Hirtmann n’avait pas la foi, mais il devait bien admettre que certaines religions, la chrétienne et la musulmane en particulier, avaient surpassé toutes les autres en matière de supplices et de férocité. Lui-même se serait bien vu maniant les savants instruments imaginés par des génies médiévaux, ses semblables, qui, à l’époque, avaient tout loisir d’exprimer leur talent. Il aurait prêché avec la même éloquence qu’il avait employée dans les prétoires pour mettre à l’ombre des types dont l’innocence était tout sauf certaine. Pour l’heure, il s’apprêtait à être juge et bourreau. Il allait renouveler à sa façon la bonne vieille plaisanterie de l’arroseur arrosé.

Il avait d’abord cru que l’usurpateur, celui qui avait osé prendra sa place et se faire passer pour lui, se trouvait parmi ces jeunes gens. Mais, en les écoutant et en fouinant à droite et à gauche, il avait compris son erreur. Et l’ironie de a situation lui était apparue dans toute sa cruauté. Pauvre Martin… Il avait déjà tellement souffert. Pour la première fois de sa vie peut-être, Hirtmann sentait un élan de compassion et de camaraderie le soulever. Il en avait presque des larmes aux yeux. Que Martin eût cet effet-là sur lui, il en était le premier surpris. C’était une délicieuse, une merveilleuse surprise. Martin, mon ami, mon frère… songea-t-il. Il allait durement châtier la coupable. Car son crime était double puisqu’il y avait deux victimes. Il allait lui faire payer son crime de lèse-majesté d’un côté et sa trahison de l’autre. Un châtiment qui resterait à jamais marqué au fer rouge dans son corps comme dans son esprit.

45.

Hôpital

— Hémorragie rétinienne, dit le toubib. Loi de Boyle Mariotte, P1 x V1 = P2 x V2, la variation de la pression s’accompagne d’une variation des volumes gazeux : comme tous les gaz, l’air contenu dans votre masque a subi les changements de pression. Sous l’effet de celle-ci, il s’est comprimé lorsque vous êtes descendu, et s’est dilaté lorsque vous êtes remonté. Vous avez été victime d’un accident barotraumatique : un traumatisme dû à des changements trop brutaux de pression atmosphérique. Je ne sais pas ce qui s’est passé là-dessous, mais une perte totale de la vision binoculaire, c’est plutôt rare. Même momentanée. Mais rassurez-vous, vous n’allez pas rester aveugle.

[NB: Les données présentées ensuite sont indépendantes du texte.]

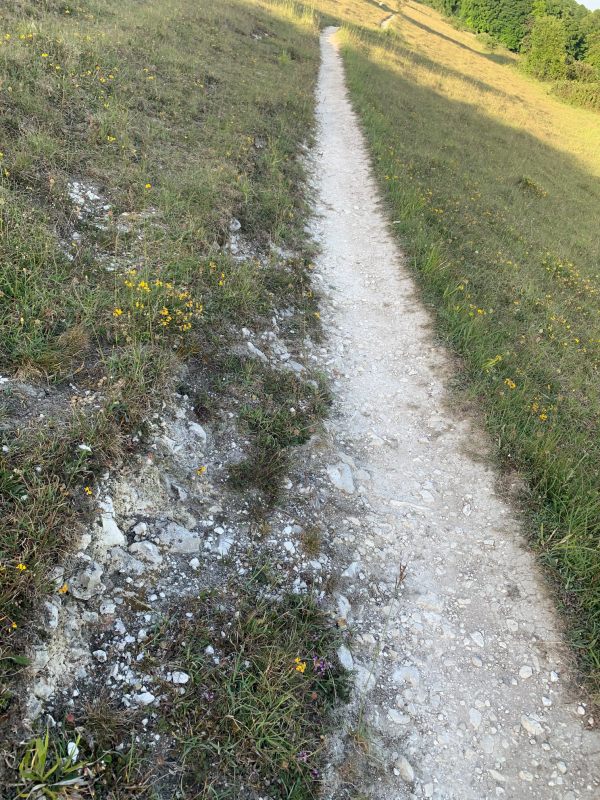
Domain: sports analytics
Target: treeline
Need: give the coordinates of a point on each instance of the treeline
(560, 39)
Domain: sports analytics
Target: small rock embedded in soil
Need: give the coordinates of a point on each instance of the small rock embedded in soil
(345, 658)
(178, 539)
(405, 770)
(341, 477)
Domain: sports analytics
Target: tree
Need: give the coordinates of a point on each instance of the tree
(592, 55)
(547, 48)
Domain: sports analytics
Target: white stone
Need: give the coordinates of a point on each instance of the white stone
(475, 718)
(345, 658)
(87, 583)
(100, 655)
(525, 672)
(531, 725)
(144, 698)
(405, 769)
(341, 477)
(178, 539)
(147, 551)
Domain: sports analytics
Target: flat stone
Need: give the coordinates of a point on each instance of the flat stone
(85, 584)
(397, 717)
(345, 658)
(144, 698)
(532, 726)
(178, 539)
(475, 718)
(125, 563)
(111, 535)
(341, 477)
(525, 672)
(405, 770)
(147, 551)
(407, 674)
(198, 431)
(100, 655)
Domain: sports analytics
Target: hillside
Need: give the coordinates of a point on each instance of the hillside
(300, 433)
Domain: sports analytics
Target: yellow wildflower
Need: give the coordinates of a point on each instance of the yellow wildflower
(300, 665)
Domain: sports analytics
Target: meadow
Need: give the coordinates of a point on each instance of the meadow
(493, 191)
(132, 144)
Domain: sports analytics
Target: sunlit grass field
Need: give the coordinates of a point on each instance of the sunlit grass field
(494, 192)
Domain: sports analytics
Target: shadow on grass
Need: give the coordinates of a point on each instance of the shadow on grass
(429, 152)
(497, 58)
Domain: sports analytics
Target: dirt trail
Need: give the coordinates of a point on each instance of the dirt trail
(468, 686)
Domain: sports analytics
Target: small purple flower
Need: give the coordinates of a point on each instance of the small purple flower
(320, 666)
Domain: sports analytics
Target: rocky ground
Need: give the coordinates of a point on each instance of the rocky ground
(464, 688)
(390, 516)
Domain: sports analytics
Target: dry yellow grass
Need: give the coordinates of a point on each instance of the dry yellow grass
(493, 188)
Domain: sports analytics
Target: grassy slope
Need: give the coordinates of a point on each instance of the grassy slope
(145, 103)
(494, 187)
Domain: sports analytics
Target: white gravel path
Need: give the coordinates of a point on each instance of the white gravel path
(472, 696)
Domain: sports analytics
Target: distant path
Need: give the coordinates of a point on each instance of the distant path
(473, 697)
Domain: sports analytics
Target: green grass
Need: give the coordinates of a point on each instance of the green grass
(493, 189)
(145, 105)
(254, 713)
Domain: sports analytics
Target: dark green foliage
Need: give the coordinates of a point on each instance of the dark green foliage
(547, 49)
(579, 93)
(506, 21)
(557, 35)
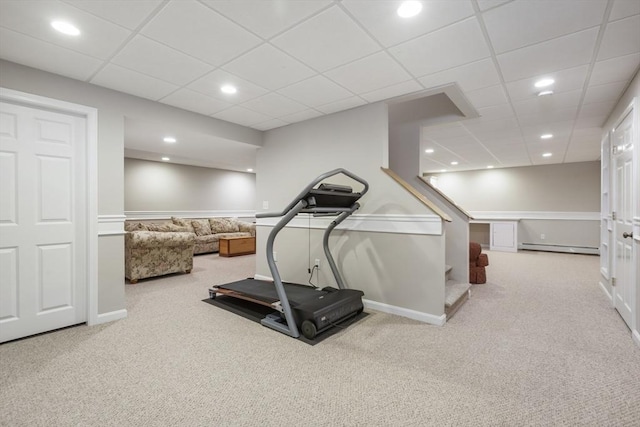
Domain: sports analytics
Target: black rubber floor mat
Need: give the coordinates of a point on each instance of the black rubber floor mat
(256, 312)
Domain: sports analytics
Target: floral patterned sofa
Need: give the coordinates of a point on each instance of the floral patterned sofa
(208, 231)
(156, 253)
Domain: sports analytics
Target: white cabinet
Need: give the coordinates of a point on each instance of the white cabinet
(504, 236)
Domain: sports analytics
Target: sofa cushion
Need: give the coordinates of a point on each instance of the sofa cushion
(201, 227)
(135, 226)
(169, 227)
(183, 222)
(223, 225)
(228, 235)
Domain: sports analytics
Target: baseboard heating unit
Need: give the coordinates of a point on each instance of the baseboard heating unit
(587, 250)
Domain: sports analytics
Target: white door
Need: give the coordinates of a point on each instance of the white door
(43, 210)
(623, 187)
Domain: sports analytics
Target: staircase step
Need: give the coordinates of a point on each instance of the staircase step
(456, 294)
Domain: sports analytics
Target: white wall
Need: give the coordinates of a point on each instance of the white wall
(152, 187)
(391, 268)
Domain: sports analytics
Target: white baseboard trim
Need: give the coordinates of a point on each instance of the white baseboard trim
(606, 292)
(406, 312)
(110, 316)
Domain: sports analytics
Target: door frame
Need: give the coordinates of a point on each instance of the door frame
(91, 158)
(633, 109)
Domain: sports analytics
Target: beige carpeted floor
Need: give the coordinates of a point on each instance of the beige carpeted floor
(537, 345)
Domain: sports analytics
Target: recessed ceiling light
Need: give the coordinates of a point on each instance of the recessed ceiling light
(65, 28)
(228, 89)
(409, 8)
(544, 82)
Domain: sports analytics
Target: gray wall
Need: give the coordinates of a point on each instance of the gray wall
(112, 108)
(156, 186)
(538, 192)
(397, 269)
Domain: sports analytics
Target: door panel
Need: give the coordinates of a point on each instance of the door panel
(623, 187)
(43, 258)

Super, songea Servaz. Tu ne pouvais pas le dire plus tôt, espèce de con ?

La voix du toubib, basse et bien posée, l’horripilait avec ses accents pontifiants. Il est probable que s’il avait pu voir le reste de sa personne, c’eût été pareil.

— L’évolution de l’hémorragie peut prendre un certain temps, continua doctement la voix. Il y a eu atteinte de la macula, la zone de vision centrale. Je suis au regret de vous dire qu’il n’y a pas de traitement spécifique. On peut seulement agir sur la cause. Or, en l’occurrence, la cause a disparu ; il n’y a donc plus qu’à attendre que les choses rentrent dans l’ordre d’elles-mêmes. Il se peut cependant que nous ayons besoin de recourir à une ablation chirurgicale pour vous permettre de récupérer complètement votre vision. Nous verrons. En attendant, on va vous garder en observation. Et vous allez conserver ce pansement sur les yeux. N’essayez surtout pas de l’enlever.

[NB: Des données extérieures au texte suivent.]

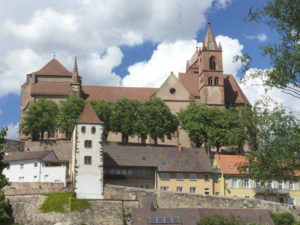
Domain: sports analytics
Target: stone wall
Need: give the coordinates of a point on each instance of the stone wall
(26, 212)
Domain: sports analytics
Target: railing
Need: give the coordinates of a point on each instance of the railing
(271, 190)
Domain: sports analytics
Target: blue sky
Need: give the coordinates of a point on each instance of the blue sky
(129, 43)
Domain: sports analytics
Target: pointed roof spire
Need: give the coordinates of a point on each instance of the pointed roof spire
(89, 116)
(75, 68)
(209, 41)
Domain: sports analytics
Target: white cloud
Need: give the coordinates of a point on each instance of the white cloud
(13, 131)
(172, 57)
(260, 37)
(255, 90)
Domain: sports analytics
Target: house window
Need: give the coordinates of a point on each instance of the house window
(179, 189)
(192, 189)
(206, 191)
(212, 63)
(179, 176)
(87, 160)
(280, 185)
(291, 185)
(246, 183)
(193, 176)
(234, 183)
(206, 177)
(164, 176)
(164, 188)
(83, 129)
(87, 143)
(216, 81)
(210, 81)
(93, 130)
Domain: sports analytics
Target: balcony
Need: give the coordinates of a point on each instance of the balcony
(263, 190)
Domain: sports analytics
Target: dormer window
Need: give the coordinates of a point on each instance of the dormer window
(210, 81)
(216, 81)
(212, 63)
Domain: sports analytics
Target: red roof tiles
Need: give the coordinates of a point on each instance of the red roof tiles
(54, 67)
(89, 116)
(111, 94)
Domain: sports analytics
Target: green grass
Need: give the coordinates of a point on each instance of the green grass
(61, 202)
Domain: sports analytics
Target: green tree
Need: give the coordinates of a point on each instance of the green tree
(219, 220)
(284, 17)
(69, 111)
(40, 117)
(124, 116)
(103, 111)
(4, 207)
(158, 119)
(275, 150)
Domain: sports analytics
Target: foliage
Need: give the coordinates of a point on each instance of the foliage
(63, 202)
(103, 111)
(282, 16)
(158, 119)
(214, 126)
(69, 111)
(219, 220)
(124, 116)
(4, 207)
(275, 150)
(283, 218)
(40, 117)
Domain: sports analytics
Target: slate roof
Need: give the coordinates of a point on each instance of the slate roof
(188, 216)
(50, 88)
(111, 94)
(164, 158)
(54, 67)
(89, 116)
(17, 156)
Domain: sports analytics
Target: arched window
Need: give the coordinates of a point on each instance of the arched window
(216, 81)
(210, 81)
(212, 63)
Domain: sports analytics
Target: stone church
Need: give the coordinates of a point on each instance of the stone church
(202, 82)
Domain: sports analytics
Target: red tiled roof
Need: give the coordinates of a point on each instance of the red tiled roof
(229, 163)
(54, 67)
(17, 156)
(111, 94)
(50, 88)
(190, 82)
(89, 116)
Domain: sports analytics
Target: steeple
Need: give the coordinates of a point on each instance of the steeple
(209, 41)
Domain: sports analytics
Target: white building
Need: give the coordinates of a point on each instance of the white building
(39, 166)
(87, 158)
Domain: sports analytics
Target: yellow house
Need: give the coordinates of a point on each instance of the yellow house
(230, 182)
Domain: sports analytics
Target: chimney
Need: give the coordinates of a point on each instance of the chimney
(179, 147)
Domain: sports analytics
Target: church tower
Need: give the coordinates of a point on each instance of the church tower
(207, 62)
(87, 155)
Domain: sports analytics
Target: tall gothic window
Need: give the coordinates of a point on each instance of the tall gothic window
(216, 81)
(212, 63)
(210, 81)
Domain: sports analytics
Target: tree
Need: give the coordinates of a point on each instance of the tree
(219, 220)
(69, 111)
(284, 17)
(103, 111)
(124, 116)
(4, 207)
(275, 151)
(158, 119)
(213, 126)
(40, 117)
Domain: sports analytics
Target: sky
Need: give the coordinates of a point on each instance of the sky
(125, 43)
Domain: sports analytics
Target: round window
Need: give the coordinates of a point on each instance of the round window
(172, 90)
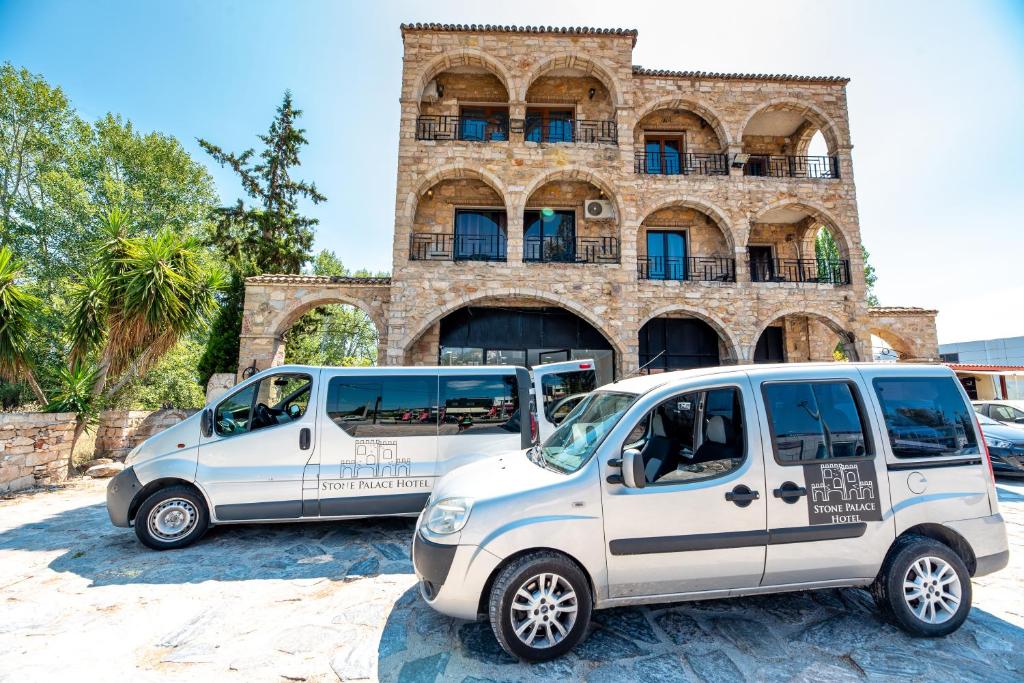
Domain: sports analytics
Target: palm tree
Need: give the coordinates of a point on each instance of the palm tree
(140, 297)
(16, 307)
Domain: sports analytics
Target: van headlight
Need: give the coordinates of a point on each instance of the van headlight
(449, 515)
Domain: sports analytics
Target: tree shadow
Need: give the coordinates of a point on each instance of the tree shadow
(108, 555)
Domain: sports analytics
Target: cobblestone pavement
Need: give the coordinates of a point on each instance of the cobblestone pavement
(83, 600)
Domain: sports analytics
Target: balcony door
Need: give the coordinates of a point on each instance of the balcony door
(666, 255)
(549, 235)
(479, 235)
(664, 153)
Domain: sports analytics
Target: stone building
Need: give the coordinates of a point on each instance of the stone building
(554, 200)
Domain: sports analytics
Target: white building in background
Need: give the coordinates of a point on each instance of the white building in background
(988, 368)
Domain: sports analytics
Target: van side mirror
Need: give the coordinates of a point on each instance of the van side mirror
(206, 423)
(634, 475)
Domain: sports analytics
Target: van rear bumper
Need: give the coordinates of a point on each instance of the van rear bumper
(120, 493)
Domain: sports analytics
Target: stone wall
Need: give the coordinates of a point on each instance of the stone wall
(34, 449)
(120, 431)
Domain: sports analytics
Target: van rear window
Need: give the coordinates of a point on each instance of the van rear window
(926, 416)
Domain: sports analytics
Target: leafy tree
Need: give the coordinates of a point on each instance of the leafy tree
(267, 236)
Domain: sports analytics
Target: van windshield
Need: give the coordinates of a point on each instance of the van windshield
(578, 437)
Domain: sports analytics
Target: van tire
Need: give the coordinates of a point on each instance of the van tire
(172, 517)
(563, 574)
(901, 563)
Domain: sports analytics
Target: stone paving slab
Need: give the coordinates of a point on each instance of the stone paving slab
(85, 601)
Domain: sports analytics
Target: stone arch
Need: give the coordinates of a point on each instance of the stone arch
(453, 172)
(824, 123)
(574, 60)
(437, 312)
(732, 344)
(814, 210)
(463, 57)
(687, 201)
(690, 104)
(826, 317)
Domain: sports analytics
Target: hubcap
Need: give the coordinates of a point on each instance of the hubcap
(173, 518)
(932, 590)
(544, 610)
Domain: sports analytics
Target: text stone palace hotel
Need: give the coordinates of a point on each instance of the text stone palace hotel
(556, 201)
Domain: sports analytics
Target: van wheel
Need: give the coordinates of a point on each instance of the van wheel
(540, 606)
(171, 517)
(924, 587)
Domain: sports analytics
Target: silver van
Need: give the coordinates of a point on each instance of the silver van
(723, 482)
(294, 443)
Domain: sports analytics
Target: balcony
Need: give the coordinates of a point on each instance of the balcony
(449, 247)
(554, 249)
(688, 268)
(688, 164)
(773, 166)
(800, 270)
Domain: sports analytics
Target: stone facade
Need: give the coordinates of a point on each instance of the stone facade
(34, 449)
(722, 211)
(120, 431)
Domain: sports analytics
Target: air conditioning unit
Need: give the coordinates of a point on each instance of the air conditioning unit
(430, 93)
(598, 210)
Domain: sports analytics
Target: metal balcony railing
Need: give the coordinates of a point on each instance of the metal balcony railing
(462, 128)
(800, 270)
(554, 249)
(448, 247)
(688, 164)
(792, 167)
(692, 268)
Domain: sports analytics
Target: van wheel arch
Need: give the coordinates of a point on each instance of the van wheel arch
(156, 485)
(481, 607)
(946, 537)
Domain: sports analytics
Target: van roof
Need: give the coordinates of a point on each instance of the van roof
(644, 383)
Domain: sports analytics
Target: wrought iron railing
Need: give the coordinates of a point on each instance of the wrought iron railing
(567, 130)
(792, 167)
(693, 268)
(476, 129)
(554, 249)
(688, 164)
(448, 247)
(800, 270)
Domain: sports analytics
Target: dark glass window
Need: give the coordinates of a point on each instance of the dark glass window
(384, 406)
(926, 416)
(479, 235)
(479, 404)
(814, 421)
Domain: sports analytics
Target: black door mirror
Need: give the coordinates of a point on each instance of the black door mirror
(206, 423)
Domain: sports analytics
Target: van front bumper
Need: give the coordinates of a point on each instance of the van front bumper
(452, 577)
(120, 493)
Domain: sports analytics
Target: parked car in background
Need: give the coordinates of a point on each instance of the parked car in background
(1006, 445)
(1008, 411)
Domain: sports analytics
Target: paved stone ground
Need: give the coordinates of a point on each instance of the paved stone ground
(82, 600)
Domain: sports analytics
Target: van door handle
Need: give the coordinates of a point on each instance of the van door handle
(741, 496)
(790, 492)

Il hocha la tête en grimaçant. Il ne pouvait guère faire plus : il ne voyait rien.

— On peut dire que vous ne faites pas les choses à moitié, ironisa le toubib.

Il eut envie de répliquer quelque chose de cinglant, mais, bizarrement, cette phrase le rassura. Sans doute à cause du ton guilleret employé par le médecin.

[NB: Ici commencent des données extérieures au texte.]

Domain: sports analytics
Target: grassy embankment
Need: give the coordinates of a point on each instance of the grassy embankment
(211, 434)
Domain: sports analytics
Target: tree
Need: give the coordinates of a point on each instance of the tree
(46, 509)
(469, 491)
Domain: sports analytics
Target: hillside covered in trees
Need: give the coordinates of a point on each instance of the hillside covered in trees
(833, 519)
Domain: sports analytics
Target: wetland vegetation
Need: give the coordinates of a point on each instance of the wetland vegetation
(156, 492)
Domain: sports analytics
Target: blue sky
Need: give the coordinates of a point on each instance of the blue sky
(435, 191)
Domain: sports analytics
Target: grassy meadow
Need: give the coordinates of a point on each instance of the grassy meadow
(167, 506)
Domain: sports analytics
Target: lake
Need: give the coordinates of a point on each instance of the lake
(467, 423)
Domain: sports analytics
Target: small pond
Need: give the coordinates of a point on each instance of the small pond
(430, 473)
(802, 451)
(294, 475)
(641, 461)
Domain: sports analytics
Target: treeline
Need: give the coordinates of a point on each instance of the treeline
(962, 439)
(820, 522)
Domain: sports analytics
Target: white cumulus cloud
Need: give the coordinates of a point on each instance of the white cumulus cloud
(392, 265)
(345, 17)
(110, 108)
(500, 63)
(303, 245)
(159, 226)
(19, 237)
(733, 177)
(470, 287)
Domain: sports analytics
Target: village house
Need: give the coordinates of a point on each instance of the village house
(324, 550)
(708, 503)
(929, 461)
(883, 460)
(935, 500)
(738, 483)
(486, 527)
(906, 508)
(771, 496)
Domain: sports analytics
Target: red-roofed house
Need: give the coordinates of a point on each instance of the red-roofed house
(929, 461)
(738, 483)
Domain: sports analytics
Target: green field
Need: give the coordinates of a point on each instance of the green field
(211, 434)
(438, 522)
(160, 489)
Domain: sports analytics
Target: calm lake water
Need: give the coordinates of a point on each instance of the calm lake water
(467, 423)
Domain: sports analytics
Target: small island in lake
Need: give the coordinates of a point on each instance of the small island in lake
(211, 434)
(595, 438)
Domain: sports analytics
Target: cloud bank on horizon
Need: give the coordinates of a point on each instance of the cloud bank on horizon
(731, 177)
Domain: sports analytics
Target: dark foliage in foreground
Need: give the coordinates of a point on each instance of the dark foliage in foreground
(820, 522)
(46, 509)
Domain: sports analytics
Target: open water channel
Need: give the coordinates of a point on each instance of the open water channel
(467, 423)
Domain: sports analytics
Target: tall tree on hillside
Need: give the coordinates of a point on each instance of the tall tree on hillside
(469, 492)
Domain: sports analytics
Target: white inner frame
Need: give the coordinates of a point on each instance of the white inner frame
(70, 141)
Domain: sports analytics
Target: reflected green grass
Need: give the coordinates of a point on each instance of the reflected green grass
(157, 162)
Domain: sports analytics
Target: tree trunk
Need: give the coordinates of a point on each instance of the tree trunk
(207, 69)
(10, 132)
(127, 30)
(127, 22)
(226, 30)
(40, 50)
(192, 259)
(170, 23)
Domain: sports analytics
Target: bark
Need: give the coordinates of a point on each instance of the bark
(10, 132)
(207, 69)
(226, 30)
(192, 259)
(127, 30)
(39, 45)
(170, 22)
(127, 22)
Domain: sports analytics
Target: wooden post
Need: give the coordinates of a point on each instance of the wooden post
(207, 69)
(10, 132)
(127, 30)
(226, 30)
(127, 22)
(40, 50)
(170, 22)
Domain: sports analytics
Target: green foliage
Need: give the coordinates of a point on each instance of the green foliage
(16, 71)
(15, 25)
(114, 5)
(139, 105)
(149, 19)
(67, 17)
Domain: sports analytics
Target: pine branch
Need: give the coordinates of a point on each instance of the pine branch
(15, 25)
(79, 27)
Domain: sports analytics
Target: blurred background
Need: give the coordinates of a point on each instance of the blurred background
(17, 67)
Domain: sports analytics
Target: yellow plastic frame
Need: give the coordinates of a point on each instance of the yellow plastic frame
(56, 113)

— Bon, je repasse tout à l’heure. Reposez-vous.

— Il a raison, dit Ziegler à côté de lui quand les pas se furent éloignés. Tu ne fais pas les choses à moitié.

Il devina à sa voix qu’elle souriait. En conclut qu’elle aussi avait obtenu des nouvelles rassurantes.

— Dis-moi ce qu’il t’a dit.

— La même chose qu’à toi. Ça peut prendre quelques heures ou quelques jours. Et, si besoin est, ils t’opéreront. Mais tu vas récupérer tes yeux, Martin.